Organic Resonance - Wadada Leo Smith & Anthony Braxton

Organic Resonance

Wadada Leo Smith & Anthony Braxton

Track List

Tawaf
  11:48
Composition No. 314
  15:13
Composition No. 315
  16:39
Celestial Bow, Stone Rivers and Silver Stars Ove
  9:37

“Recorded live at New York’s Tonic club, Organic Resonance is stripped, spare stuff from just a trumpet and saxophone. It’s possible to follow the compositional threads and really immerse yourself in the improvised dialogues; sometimes knotty, sometimes tender, sometimes furiously abstract.”
— Peter Marsh, BBC

“There is enormous variety of feeling and approach not just from track to track but within each performance.”
— Duck Baker, JazzTimes

This is the first full duo recording of Wadada Leo Smith and Anthony Braxton ever. There have only been three times that the two have actually performed as a duo. The previous times were in Chicago and France. Some 30 years later, on April 5th, they played to a sold out house at Tonic in New York City. The subsequent recordings document two composers who have known each other for 4 decades playing each other’s music with the respect and level of communication that comes from years of association and admiration. The duo performance in jazz has almost become a separate branch of the music. The intimate nature of the performance that comes from just two minds playing together has produced some of the most dynamic and subtle albums in jazz. With this CD Wadada and Braxton accomplish nothing short of redefining that language as we know it.

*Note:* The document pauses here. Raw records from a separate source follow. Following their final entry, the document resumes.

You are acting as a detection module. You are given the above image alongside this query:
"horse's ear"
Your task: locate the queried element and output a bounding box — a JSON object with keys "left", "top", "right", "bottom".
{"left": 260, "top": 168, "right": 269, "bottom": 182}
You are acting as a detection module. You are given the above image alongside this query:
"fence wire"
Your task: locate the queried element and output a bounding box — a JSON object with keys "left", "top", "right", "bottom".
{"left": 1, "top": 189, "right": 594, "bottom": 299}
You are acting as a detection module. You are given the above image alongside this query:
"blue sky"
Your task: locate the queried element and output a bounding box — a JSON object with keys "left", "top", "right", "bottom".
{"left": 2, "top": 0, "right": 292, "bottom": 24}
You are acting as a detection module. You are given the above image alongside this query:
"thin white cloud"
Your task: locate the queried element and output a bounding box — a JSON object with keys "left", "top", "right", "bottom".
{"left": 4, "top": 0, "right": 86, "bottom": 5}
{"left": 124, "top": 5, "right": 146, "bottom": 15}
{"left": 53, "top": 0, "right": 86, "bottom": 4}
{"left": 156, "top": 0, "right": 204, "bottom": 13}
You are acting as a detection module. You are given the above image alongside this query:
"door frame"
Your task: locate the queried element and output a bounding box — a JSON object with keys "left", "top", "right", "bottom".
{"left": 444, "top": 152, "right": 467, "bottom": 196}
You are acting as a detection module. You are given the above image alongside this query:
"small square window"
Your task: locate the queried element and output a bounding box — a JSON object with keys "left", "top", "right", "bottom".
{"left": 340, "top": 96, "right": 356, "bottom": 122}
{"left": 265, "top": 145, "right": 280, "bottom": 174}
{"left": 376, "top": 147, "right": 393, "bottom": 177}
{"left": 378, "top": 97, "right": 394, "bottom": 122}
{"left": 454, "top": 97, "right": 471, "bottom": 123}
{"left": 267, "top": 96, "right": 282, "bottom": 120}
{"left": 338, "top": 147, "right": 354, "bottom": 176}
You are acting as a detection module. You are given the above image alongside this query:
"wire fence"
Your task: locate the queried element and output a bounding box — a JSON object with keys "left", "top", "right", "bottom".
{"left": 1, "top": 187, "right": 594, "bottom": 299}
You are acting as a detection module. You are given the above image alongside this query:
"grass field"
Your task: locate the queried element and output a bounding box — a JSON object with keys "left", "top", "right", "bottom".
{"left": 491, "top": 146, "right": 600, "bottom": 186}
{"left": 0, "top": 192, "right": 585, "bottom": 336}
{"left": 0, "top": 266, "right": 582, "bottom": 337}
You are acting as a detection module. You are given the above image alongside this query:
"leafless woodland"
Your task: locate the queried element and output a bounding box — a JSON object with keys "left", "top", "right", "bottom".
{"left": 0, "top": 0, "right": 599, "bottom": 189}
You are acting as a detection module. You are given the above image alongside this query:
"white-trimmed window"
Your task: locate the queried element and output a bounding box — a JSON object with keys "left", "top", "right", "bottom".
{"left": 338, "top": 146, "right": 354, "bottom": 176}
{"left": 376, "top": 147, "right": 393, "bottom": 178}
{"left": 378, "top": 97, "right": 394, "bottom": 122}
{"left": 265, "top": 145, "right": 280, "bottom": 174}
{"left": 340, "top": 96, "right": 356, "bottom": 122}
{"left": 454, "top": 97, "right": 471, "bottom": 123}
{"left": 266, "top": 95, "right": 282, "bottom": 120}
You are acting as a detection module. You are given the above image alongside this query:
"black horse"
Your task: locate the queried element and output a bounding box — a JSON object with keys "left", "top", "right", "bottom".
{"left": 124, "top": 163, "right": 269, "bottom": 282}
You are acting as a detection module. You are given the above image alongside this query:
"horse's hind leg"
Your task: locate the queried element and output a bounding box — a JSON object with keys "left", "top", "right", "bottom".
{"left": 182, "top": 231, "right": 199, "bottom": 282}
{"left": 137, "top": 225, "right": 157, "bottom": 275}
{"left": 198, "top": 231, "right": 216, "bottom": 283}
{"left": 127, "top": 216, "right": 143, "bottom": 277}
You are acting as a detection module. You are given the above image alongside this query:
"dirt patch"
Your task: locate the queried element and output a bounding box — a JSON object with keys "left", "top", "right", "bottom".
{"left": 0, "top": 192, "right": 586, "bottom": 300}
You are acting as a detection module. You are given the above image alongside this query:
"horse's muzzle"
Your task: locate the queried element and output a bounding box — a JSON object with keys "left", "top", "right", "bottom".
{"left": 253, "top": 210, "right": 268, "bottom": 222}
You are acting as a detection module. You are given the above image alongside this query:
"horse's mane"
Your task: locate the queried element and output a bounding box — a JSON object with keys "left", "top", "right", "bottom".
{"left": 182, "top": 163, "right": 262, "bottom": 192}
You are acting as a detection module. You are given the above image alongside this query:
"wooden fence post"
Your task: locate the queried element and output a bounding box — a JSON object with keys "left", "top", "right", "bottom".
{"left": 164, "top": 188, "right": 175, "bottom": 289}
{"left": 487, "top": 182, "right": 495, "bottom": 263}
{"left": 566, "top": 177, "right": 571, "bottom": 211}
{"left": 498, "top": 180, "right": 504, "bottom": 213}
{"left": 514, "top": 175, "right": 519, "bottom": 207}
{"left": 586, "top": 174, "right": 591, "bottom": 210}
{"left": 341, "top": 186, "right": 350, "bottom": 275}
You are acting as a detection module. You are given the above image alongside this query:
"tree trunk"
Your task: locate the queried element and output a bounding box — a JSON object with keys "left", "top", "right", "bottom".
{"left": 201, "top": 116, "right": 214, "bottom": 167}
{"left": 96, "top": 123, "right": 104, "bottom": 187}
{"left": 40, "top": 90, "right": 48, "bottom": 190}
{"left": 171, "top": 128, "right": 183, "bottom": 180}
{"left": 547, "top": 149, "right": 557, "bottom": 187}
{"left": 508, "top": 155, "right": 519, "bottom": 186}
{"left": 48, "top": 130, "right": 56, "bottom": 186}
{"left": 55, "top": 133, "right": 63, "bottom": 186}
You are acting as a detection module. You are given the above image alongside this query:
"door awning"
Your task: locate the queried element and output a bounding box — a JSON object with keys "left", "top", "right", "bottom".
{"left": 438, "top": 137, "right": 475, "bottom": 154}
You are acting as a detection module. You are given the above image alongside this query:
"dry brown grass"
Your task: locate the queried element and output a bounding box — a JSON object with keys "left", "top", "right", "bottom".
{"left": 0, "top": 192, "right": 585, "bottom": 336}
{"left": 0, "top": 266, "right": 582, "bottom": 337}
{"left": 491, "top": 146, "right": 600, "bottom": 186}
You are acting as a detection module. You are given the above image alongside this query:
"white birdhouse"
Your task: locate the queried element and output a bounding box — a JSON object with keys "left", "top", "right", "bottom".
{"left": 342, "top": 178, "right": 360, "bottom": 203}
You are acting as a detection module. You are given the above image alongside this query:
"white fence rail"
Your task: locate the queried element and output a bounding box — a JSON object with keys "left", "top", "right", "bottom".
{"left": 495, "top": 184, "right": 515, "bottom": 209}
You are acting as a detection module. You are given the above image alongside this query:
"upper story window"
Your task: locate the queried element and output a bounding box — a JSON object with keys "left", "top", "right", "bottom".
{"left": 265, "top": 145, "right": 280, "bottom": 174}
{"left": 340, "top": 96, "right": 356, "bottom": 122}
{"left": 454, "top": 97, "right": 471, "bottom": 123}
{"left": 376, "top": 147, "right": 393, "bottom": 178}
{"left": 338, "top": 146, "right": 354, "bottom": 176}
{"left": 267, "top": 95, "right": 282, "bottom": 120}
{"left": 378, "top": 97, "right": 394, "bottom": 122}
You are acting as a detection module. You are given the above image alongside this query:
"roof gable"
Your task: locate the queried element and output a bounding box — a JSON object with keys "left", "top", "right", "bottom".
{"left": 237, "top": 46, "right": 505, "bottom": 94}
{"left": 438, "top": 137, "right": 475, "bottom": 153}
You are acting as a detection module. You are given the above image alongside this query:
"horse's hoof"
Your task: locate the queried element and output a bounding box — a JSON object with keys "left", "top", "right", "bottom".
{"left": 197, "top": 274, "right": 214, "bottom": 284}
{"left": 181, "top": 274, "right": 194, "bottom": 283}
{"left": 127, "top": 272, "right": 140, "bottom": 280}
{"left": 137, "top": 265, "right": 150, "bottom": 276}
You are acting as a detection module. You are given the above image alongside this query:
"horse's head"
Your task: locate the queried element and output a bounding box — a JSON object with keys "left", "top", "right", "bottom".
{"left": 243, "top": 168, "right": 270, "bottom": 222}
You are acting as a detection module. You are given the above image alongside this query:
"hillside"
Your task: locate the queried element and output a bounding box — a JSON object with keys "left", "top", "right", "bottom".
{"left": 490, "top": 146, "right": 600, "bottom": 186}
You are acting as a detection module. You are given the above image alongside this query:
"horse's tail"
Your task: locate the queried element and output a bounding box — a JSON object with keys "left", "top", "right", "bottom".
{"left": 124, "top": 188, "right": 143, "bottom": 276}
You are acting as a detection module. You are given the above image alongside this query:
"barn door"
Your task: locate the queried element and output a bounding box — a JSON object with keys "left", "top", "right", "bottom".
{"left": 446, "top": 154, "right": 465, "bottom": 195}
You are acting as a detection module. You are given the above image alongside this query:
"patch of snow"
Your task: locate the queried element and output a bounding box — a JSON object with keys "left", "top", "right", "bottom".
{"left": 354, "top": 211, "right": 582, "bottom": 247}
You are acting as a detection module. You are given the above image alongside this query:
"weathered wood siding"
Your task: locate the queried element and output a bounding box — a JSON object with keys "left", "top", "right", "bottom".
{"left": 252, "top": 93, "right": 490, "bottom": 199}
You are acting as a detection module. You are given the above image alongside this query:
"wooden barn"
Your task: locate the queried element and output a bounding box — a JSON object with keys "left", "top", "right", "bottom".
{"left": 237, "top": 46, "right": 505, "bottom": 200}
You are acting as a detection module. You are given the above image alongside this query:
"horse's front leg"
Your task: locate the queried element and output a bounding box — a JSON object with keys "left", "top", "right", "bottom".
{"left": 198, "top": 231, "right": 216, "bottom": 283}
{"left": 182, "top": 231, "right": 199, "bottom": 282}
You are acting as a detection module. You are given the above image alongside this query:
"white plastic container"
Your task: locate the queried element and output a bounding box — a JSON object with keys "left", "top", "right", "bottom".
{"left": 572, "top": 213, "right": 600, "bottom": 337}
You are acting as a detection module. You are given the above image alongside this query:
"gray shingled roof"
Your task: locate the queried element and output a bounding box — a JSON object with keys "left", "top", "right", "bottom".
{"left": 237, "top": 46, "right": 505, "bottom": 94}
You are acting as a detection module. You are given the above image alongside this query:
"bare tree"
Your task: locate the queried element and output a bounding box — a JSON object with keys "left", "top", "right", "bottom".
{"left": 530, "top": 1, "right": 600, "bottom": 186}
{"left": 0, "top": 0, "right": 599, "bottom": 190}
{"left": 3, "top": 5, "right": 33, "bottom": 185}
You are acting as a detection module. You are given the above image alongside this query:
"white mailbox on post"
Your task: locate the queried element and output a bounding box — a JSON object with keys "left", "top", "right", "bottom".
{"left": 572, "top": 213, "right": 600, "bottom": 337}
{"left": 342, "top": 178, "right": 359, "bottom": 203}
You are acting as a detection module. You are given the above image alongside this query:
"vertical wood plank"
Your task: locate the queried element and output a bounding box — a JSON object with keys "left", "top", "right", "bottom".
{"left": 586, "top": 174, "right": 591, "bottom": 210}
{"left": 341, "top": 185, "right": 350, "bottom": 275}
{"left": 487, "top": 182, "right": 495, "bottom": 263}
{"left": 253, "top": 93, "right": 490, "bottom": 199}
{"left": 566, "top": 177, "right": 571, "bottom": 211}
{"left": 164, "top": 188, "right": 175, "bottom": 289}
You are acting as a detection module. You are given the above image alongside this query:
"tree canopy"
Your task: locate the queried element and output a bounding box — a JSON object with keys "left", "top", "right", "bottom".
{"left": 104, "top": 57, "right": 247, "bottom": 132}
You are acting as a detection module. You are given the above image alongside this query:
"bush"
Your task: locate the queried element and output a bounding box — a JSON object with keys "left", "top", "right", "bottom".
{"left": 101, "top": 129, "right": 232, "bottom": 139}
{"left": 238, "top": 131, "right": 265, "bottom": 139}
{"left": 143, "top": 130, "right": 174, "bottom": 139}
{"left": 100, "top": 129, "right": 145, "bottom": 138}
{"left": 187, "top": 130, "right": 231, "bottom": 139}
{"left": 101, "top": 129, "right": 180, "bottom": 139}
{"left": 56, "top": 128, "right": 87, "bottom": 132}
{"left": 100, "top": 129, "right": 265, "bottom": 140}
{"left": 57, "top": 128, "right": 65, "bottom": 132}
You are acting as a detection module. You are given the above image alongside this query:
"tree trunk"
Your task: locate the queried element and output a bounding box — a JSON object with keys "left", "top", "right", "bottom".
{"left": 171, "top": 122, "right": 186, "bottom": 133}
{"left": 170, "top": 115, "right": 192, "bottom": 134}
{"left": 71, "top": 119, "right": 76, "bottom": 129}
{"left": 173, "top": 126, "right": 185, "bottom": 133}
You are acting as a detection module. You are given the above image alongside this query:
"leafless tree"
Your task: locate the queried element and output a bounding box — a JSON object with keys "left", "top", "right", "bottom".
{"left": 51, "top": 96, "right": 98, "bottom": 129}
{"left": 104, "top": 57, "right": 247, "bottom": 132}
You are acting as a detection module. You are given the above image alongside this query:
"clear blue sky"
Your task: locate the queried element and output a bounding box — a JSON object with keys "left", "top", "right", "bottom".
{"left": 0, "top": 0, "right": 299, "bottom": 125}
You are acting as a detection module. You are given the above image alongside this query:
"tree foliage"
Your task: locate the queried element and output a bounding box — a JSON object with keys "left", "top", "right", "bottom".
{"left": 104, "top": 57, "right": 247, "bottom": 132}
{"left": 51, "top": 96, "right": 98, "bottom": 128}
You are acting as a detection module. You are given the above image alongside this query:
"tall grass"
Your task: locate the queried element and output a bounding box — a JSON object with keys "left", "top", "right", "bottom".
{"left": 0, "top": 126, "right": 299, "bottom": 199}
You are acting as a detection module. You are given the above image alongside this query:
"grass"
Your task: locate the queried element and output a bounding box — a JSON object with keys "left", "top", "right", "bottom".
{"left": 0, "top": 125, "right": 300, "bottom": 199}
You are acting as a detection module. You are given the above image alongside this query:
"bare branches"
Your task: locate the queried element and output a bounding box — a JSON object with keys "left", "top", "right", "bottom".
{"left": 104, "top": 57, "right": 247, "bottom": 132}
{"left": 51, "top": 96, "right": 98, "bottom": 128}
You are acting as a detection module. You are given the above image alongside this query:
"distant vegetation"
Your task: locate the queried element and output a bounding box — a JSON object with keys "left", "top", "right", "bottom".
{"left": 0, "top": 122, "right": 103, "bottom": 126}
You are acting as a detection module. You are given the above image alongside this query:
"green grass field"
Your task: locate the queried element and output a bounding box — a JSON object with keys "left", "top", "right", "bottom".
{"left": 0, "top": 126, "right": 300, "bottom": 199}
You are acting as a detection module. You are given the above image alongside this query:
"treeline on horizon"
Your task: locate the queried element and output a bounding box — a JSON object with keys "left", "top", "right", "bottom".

Braxton, as always, plays with a force that few people can equal. His lines and thoughts stream from his instruments so quickly and with such clarity and authority one can hear the history and future of music in just one statement. Braxton’s endless approaches to improvisation and multiple languages are all on display, as each of his lines contain different dimensions and aspects that separate one from the other. Wadada’s approach is a contrast to Braxton’s stylistically. Following his own musical directions, Wadada takes it where he chooses, and as one witness that night said he even makes silence groove. The subtleties in his playing reveal themselves with repeated listens here. Harmonics, long tones, exploring the trumpet itself; Wadada’s playing never imitates or follows but perfectly compliments his partner’s. It seems after a while that he sets the foundation on which Braxton builds. With ever move Wadada and Braxton explore the limits of their pieces.